Diabetes is a disease suffered by more than 25 million people nationwide and is divided into two categories, Type 1 and Type 2. Though they share many similarities, there are distinct differences between them. Type 1 diabetes is a condition in which insulin-producing cells have been destroyed and the body is unable to produce the hormone; Type 2 diabetes exists when the body is not able to produce enough insulin or the body has developed a resistance to insulin. Of the two, Type 2 diabetes is most often a result of lifestyle, developing due to being overweight, having a poor diet, and a lack of exercise. While it is also treated with insulin, its effects can be reversed.
Type 1 diabetes, on the other hand, is believed to be the result of genetic factors or exposure to certain viruses and currently has no cure. It typically appears in childhood or adolescence (although it can develop in adults) and is most likely to develop between the ages of 4 and 7 and then again between 10 and 14 years. More than 1.25 million people in the U.S. are diagnosed with diabetes and must receive diabetes treatment, which is most often insulin injections, for the rest of their lives.
Type 1 Diabetes Diagram
Treating Diabetes with Insulin Injections
Diabetes is treated with injections of insulin, like Humalog, (a synthetic version of the naturally occurring hormone) or use of insulin pumps; insulin must be administered on a regular basis to prevent serious or deadly complications from arising. In addition to undergoing a lifetime of storing, maintaining, and self-administering insulin, patients are also burdened with having to constantly monitor blood glucose levels in order to time insulin administration, as well as having to constantly control their diet and exercise regimen. Unfortunately, errors in readings, timing of injections, and other random factors can have devastating consequences.
New Type 1 Diabetes Treatment
Fortunately, hope may be on the horizon as funded research involving scientists from MIT, Harvard, and Boston Children’s Hospital may have found a treatment that restores the body’s ability to produce insulin for extended periods.
The process involves transplanting islet cells encapsulated in an alginate, triazole-thiomorphiline dioxide (or TTMD), a derivative of brown algae. During the study, when these cells were implanted in mice, they began producing insulin immediately.
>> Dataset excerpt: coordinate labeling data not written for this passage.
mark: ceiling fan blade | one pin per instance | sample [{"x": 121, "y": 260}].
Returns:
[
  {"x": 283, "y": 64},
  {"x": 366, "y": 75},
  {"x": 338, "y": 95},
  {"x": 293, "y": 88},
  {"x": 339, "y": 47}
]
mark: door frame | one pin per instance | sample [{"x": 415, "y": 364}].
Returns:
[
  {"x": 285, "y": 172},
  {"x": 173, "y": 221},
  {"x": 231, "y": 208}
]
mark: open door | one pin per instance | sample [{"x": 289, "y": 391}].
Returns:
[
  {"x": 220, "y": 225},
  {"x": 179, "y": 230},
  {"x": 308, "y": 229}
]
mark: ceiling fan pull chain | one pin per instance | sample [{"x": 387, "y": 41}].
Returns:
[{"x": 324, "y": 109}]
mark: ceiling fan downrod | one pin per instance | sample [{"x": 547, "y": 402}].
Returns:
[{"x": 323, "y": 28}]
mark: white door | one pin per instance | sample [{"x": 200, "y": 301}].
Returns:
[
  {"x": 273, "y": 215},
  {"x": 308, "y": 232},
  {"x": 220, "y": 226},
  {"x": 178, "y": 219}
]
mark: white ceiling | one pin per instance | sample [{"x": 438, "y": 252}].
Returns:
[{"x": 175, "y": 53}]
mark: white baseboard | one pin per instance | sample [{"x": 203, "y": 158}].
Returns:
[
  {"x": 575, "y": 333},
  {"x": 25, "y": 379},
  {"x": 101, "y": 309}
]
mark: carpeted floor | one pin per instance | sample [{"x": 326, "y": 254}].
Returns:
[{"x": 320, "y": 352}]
While implanting of islet cells has been performed in the past, the recipient’s immune system always attacked them, rendering them useless and, in some cases, forcing patients to begin a lifetime of taking immunosuppressant medication. Encapsulating the transplant cells with TTMD shields the cells from the immune system, allowing insulin production to continue for six months.
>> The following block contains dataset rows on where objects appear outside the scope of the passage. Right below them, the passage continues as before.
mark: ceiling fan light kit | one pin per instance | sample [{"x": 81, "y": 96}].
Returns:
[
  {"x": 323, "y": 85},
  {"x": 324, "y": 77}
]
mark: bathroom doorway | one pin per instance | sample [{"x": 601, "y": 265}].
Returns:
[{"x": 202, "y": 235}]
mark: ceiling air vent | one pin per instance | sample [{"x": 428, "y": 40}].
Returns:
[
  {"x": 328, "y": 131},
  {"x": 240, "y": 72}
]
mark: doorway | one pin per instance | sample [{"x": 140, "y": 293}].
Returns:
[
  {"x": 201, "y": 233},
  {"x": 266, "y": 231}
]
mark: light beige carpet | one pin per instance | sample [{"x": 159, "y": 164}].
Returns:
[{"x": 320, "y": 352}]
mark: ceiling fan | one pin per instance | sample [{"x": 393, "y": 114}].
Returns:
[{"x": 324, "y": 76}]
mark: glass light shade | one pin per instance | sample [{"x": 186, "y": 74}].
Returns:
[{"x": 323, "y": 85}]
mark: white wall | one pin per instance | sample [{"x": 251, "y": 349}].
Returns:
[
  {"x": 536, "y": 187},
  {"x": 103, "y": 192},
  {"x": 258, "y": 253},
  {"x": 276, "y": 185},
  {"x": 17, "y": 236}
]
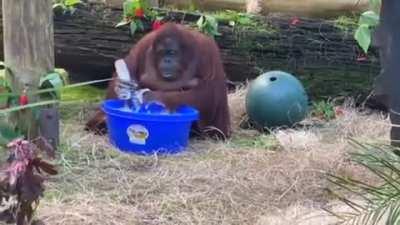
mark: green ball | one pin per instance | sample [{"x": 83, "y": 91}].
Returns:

To date, the research has involved only mice, but the study is now poised to begin testing in non-human primates. If the results are as promising, the next step will be to conduct formal testing on humans, one of the final steps towards approval. While it is still not a cure for Type 1 diabetes in the technical sense, it is one step closer, and the fact that it eliminates daily injections and constant monitoring is a significant step forward for those who must manage their Type 1 diabetes during the course of their lives.